Starker Tobak, aber wie der Tüncher so schön sagte: Die Zukunft wird's weisen.
Jung, männlich, fröhlich: der Biertrinker

Der "Gastgewerbe Gedankensplitter"-Weblog verweist auf eine kanadische Studie, die feststellt, daß Biertrinker extrovertierter sind als Weintrinker. Über die Ursachen dafür und die Folgen davon kann jetzt trefflich spekuliert werden. (Vgl. auch realbeer.com)
Schnellsegen in 6 Geschmackssorten

Für die MiPau oder den kleinen Hunger zwischendurch: http://blessed-bandwidth.net

Frieden, Sicherheit, Loslösung, Erleuchtung für jeden Geschmack. "Do not panic you. Are being watched"

(Heiliges Kabel - sueddeutsche.de)

11. November 2003

EE Cummings: if you like my poems let them...

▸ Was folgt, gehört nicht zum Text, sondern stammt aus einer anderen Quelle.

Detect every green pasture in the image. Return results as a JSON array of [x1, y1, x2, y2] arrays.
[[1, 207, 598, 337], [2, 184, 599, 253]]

if you like my poems let them
walk in the evening,a little behind you

then people will say
'Along this road i saw a princess pass
on her way to meet her lover(it was
toward nightfall)with tall and ignorant servants.'

(Dieses und über 140 weitere Gedichte von EE Cummings bei Plagiarist.com)

10. November 2003

Freut Euch auf Ulm!

Hoffnung und Aufbruch für Deutschland: Wer aus "Gottes Kraft" lebt, ist hübsch, neugierig, aufgeschlossen, positiv, lebenslustig. Vor uns die schöne neue Welt, das Reich Gottes und die Apokatastasis. Alles gleichzeitig.

Ein Freundin gab vor ein paar Tagen den Kommentar ihres 14jährigen Sohnes zu den glücklichen Christen weiter, mit denen er anscheinend zu häufig zu tun hat: "Ich hasse diese fröhlichen Gesichter!" Ganz meinerseits.

Ulm-Plakat

(Wen die anderen 4 Plakatmotive noch interessieren, findet sie hier.)
The Meatrix

9. November 2003

Posse, keine Affäre

Ich folge der ganzen Hohmann-Nitsche-usw.-Affäre nur aus der Ferne. Gespensterdebatten beizuwohnen ist mir meine Zeit zu schade. Die Rollen sind klar verteilt, und jeder spielt die seine eifrig. Hier das kleine Häuflein nationalbewußter und vergangenheitsbewältigungsüberdrüssiger Provokateure, dort drüben die Medien, rot-grüne Politiker und die Intelligentsia, dazwischen die Parteifreunde, die widerwillig Führungsstärke zeigen. Mutig wirft sich jeder ins Getümmel: im Namen der deutschen Nation, der Opfer, der historischen Wahrheit, der abgeschlossenen oder nie abschließbaren Aufarbeitung. Jeder ganz uneigennützig, und sogar wer betroffen schweigt, lässt sich am besten noch fotografieren und filmen. Das Timing passt, und die Skripte der vergangenen Affairen müssen nur leicht überarbeitet werden.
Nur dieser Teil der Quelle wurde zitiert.